Restoring the Credibility of Machine Learning Pipeline Output Using Blockchain Data

[ad_2][ad_1]

All domains will be turned upside down by machine learning (ML). This is the coherent story that we keep hearing over the past few years. With the exception of practitioners and some geeks, most people are unaware of the nuances of ML. ML is definitely related to artificial intelligence (AI). Whether it’s a pure subset or a closely related area depends on who you ask. The general AI dream for machines to solve unprecedented problems across all domains using cognitive abilities had turned into the winter of AI as this approach has not produced results for more than forty or fifty years. The resurgence of ML has changed the field. Machine learning has become manageable as the power of computers has grown, and much more data on different domains has become available to train models. ML has diverted attention from trying to model the entire world using data and symbolic logic to make predictions using statistical methods on narrow domains.
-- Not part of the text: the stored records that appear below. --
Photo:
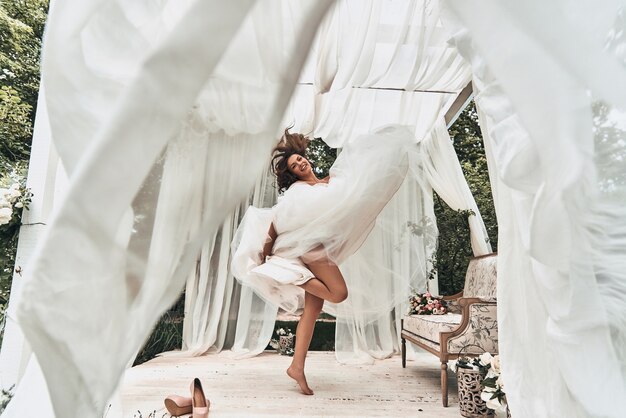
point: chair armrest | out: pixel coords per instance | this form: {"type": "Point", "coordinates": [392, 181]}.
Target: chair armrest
{"type": "Point", "coordinates": [478, 327]}
{"type": "Point", "coordinates": [453, 302]}
{"type": "Point", "coordinates": [453, 297]}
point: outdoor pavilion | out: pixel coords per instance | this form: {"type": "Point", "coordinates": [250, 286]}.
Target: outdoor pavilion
{"type": "Point", "coordinates": [112, 100]}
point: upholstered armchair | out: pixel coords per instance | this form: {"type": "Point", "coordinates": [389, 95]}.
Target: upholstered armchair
{"type": "Point", "coordinates": [471, 331]}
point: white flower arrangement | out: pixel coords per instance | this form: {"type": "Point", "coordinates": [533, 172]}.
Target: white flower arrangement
{"type": "Point", "coordinates": [13, 198]}
{"type": "Point", "coordinates": [493, 388]}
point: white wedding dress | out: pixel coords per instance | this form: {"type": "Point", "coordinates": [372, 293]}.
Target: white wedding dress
{"type": "Point", "coordinates": [327, 220]}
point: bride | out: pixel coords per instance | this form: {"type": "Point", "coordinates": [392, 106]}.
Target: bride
{"type": "Point", "coordinates": [290, 254]}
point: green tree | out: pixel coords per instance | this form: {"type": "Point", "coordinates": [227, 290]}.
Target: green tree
{"type": "Point", "coordinates": [21, 29]}
{"type": "Point", "coordinates": [454, 248]}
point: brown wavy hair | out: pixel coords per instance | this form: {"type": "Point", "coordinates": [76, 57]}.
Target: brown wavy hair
{"type": "Point", "coordinates": [290, 144]}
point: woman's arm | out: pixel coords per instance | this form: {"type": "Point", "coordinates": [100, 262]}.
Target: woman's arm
{"type": "Point", "coordinates": [269, 243]}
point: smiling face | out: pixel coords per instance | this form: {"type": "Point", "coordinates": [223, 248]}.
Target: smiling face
{"type": "Point", "coordinates": [299, 166]}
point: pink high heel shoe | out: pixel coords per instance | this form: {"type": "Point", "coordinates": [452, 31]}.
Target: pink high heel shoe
{"type": "Point", "coordinates": [181, 405]}
{"type": "Point", "coordinates": [178, 405]}
{"type": "Point", "coordinates": [199, 403]}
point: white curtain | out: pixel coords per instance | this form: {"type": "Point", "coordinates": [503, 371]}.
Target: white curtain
{"type": "Point", "coordinates": [551, 78]}
{"type": "Point", "coordinates": [365, 55]}
{"type": "Point", "coordinates": [121, 79]}
{"type": "Point", "coordinates": [443, 171]}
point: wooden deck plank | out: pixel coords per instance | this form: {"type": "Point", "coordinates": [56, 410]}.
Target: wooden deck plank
{"type": "Point", "coordinates": [259, 387]}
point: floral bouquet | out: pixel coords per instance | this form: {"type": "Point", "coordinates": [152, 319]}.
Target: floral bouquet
{"type": "Point", "coordinates": [426, 304]}
{"type": "Point", "coordinates": [493, 389]}
{"type": "Point", "coordinates": [14, 196]}
{"type": "Point", "coordinates": [284, 343]}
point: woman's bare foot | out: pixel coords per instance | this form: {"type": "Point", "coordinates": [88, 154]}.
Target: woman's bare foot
{"type": "Point", "coordinates": [298, 376]}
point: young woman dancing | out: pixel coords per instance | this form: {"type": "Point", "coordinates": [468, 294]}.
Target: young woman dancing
{"type": "Point", "coordinates": [290, 253]}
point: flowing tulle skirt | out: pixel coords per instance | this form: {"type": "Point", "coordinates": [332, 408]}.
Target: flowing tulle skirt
{"type": "Point", "coordinates": [324, 221]}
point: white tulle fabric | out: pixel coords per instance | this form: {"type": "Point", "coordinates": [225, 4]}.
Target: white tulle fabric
{"type": "Point", "coordinates": [124, 81]}
{"type": "Point", "coordinates": [324, 221]}
{"type": "Point", "coordinates": [345, 112]}
{"type": "Point", "coordinates": [560, 195]}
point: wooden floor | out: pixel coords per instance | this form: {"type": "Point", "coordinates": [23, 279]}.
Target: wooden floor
{"type": "Point", "coordinates": [259, 387]}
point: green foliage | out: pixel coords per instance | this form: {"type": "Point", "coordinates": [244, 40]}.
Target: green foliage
{"type": "Point", "coordinates": [167, 334]}
{"type": "Point", "coordinates": [21, 29]}
{"type": "Point", "coordinates": [454, 248]}
{"type": "Point", "coordinates": [322, 157]}
{"type": "Point", "coordinates": [5, 398]}
{"type": "Point", "coordinates": [14, 198]}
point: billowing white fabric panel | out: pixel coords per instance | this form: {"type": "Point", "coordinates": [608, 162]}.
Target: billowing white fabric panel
{"type": "Point", "coordinates": [443, 171]}
{"type": "Point", "coordinates": [397, 44]}
{"type": "Point", "coordinates": [112, 261]}
{"type": "Point", "coordinates": [561, 193]}
{"type": "Point", "coordinates": [388, 46]}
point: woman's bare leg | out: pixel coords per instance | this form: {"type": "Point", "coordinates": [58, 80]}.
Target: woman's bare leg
{"type": "Point", "coordinates": [312, 308]}
{"type": "Point", "coordinates": [328, 283]}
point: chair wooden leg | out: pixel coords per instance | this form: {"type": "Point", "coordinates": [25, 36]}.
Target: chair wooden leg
{"type": "Point", "coordinates": [444, 383]}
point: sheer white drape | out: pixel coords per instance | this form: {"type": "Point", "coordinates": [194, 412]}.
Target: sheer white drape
{"type": "Point", "coordinates": [363, 45]}
{"type": "Point", "coordinates": [112, 261]}
{"type": "Point", "coordinates": [543, 71]}
{"type": "Point", "coordinates": [443, 171]}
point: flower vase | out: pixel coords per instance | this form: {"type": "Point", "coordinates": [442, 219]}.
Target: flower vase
{"type": "Point", "coordinates": [285, 342]}
{"type": "Point", "coordinates": [470, 388]}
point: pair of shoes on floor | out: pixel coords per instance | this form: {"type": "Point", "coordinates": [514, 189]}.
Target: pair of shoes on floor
{"type": "Point", "coordinates": [198, 405]}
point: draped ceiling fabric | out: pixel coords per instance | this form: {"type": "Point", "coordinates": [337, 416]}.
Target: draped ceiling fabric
{"type": "Point", "coordinates": [373, 63]}
{"type": "Point", "coordinates": [551, 78]}
{"type": "Point", "coordinates": [159, 113]}
{"type": "Point", "coordinates": [170, 72]}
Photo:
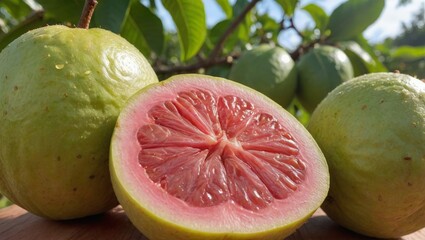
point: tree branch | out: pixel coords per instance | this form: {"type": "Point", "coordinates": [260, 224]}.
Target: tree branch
{"type": "Point", "coordinates": [220, 44]}
{"type": "Point", "coordinates": [212, 59]}
{"type": "Point", "coordinates": [87, 14]}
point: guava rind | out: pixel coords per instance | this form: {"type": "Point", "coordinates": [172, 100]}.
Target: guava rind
{"type": "Point", "coordinates": [158, 215]}
{"type": "Point", "coordinates": [372, 132]}
{"type": "Point", "coordinates": [269, 70]}
{"type": "Point", "coordinates": [60, 94]}
{"type": "Point", "coordinates": [319, 71]}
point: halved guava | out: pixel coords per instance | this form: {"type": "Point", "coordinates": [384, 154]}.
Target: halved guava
{"type": "Point", "coordinates": [198, 157]}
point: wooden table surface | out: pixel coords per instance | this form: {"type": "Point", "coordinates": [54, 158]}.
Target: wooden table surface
{"type": "Point", "coordinates": [16, 223]}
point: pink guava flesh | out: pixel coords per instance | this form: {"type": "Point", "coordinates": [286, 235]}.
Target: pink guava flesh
{"type": "Point", "coordinates": [212, 155]}
{"type": "Point", "coordinates": [208, 149]}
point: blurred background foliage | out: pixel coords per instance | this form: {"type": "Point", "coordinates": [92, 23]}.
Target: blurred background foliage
{"type": "Point", "coordinates": [192, 45]}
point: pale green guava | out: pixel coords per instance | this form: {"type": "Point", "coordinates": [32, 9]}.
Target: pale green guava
{"type": "Point", "coordinates": [372, 132]}
{"type": "Point", "coordinates": [319, 71]}
{"type": "Point", "coordinates": [269, 70]}
{"type": "Point", "coordinates": [61, 90]}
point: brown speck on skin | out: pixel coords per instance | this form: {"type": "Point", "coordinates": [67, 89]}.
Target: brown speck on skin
{"type": "Point", "coordinates": [329, 199]}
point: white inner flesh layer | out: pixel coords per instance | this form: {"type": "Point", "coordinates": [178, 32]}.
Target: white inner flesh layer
{"type": "Point", "coordinates": [207, 150]}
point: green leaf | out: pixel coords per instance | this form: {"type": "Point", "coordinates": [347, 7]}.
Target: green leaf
{"type": "Point", "coordinates": [226, 7]}
{"type": "Point", "coordinates": [110, 14]}
{"type": "Point", "coordinates": [63, 11]}
{"type": "Point", "coordinates": [361, 60]}
{"type": "Point", "coordinates": [408, 52]}
{"type": "Point", "coordinates": [189, 17]}
{"type": "Point", "coordinates": [288, 6]}
{"type": "Point", "coordinates": [17, 9]}
{"type": "Point", "coordinates": [245, 26]}
{"type": "Point", "coordinates": [353, 17]}
{"type": "Point", "coordinates": [35, 21]}
{"type": "Point", "coordinates": [217, 31]}
{"type": "Point", "coordinates": [143, 29]}
{"type": "Point", "coordinates": [364, 44]}
{"type": "Point", "coordinates": [319, 16]}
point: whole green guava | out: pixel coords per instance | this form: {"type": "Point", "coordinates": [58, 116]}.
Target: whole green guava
{"type": "Point", "coordinates": [372, 132]}
{"type": "Point", "coordinates": [61, 90]}
{"type": "Point", "coordinates": [320, 70]}
{"type": "Point", "coordinates": [269, 70]}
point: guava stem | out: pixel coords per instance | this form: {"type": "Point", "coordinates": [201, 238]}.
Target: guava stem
{"type": "Point", "coordinates": [87, 14]}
Deep learning is characterized by the assembly of multiple ML levels, thus bringing us back to the dream of general AI. For example, driverless car.

In general, there are three separate approaches in ML; one is called supervised learning, the second is semi-supervised learning and the third is unsupervised learning. Their differences stem from the degree of human involvement that drives the learning process.

The success of machine learning comes from the ability of models trained through data from a particular domain called a training set to make predictions in real-world situations in the same domain. In any ML pipeline, a number of candidate models are trained using the data. At the end of the training, an essential part of the basic domain structure is encoded in the model. This allows the ML model to generalize to create predictions in the real world. For example, you can insert a large number of cat videos and non-cat videos to train a model to recognize cat videos. At the end of the training a certain amount of cat video recordings are coded into predictors of success.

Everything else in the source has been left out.